All patients considered for the study have to undergo extensive psychological evaluation to determine whether they are mentally fit to receive a transplant. Organ transplantation could have a negative psychological effect if patients can't associate with the organ.
Advancements in technology have expanded the age old custom of tattooing for medical purposes. Micro-dermal pigmentation is currently used to improve the appearance of individuals with medically-related physical imperfections.
Nipple and areola reconstruction by means of tattooing after a mastectomy is probably the most well-known application of this procedure. It goes a long way to help women regain their confidence and improve their self-image.
Reconstructive medical tattooing can also camouflage the appearance of ugly scars due to accidents, burn wounds and surgery. Furthermore, it is used to camouflage vitiligo (patches of white skin), using flesh-coloured pigments, or to help restore the appearance of missing hair lost due to disease (cancer or alopecia) or trauma.
According to Zühlke medical tattooing can also be applied in the case of penis transplants if there is a colour discrepancy between the donor and the recipient.

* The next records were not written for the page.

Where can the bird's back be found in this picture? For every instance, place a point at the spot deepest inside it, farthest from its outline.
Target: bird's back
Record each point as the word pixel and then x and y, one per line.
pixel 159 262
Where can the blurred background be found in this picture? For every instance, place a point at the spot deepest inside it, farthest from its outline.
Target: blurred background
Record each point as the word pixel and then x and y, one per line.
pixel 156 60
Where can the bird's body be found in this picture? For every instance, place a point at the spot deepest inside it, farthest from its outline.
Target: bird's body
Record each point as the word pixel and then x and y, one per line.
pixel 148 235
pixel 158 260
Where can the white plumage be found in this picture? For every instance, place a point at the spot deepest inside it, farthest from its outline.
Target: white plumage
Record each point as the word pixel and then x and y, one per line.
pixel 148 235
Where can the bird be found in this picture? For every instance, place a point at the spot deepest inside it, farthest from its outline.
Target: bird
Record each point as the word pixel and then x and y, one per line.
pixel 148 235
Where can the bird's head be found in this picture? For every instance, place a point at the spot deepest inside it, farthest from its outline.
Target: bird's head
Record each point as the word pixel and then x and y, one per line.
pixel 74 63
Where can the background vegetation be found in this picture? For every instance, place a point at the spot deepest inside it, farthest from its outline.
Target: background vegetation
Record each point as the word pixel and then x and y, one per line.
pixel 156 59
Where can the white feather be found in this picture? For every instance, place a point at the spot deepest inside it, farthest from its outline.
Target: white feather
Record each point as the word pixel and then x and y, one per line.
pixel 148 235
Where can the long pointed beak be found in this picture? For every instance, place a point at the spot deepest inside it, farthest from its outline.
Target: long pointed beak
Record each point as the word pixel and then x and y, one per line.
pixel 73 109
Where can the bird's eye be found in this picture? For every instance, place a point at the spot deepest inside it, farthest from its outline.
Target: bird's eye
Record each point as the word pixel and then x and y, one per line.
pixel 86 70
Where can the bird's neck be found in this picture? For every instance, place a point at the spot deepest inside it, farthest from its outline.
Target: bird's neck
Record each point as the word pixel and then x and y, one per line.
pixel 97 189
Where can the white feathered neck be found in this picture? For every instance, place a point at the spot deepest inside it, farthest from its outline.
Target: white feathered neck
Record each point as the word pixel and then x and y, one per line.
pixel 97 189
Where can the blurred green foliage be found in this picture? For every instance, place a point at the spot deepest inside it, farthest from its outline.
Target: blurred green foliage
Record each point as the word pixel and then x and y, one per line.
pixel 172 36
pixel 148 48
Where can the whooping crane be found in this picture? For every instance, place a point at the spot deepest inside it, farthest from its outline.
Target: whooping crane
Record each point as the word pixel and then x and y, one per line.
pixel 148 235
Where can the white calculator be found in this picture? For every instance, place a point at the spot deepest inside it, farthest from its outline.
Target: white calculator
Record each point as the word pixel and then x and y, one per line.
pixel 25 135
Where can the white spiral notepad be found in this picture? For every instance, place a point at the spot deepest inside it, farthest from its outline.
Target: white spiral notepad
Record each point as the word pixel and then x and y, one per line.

This should be performed by a tattoo artist who has specialised in medical tattooing. Although there is no experience with such a procedure, since the current transplant is only the third case in the world and tattooing has not been necessary in the other two cases, it would typically be performed from six months onwards after the operation and more than one session would probably be necessary.
Other penile replacement options
Current surgical options for patients include penis reconstruction involving free tissue transfer. During this procedure skin and soft tissue ("flap") is taken from the arm, reconstructed into a penis and attached to the body. A prosthesis can also be implanted to allow sexual intercourse, but it is expensive and complications may develop.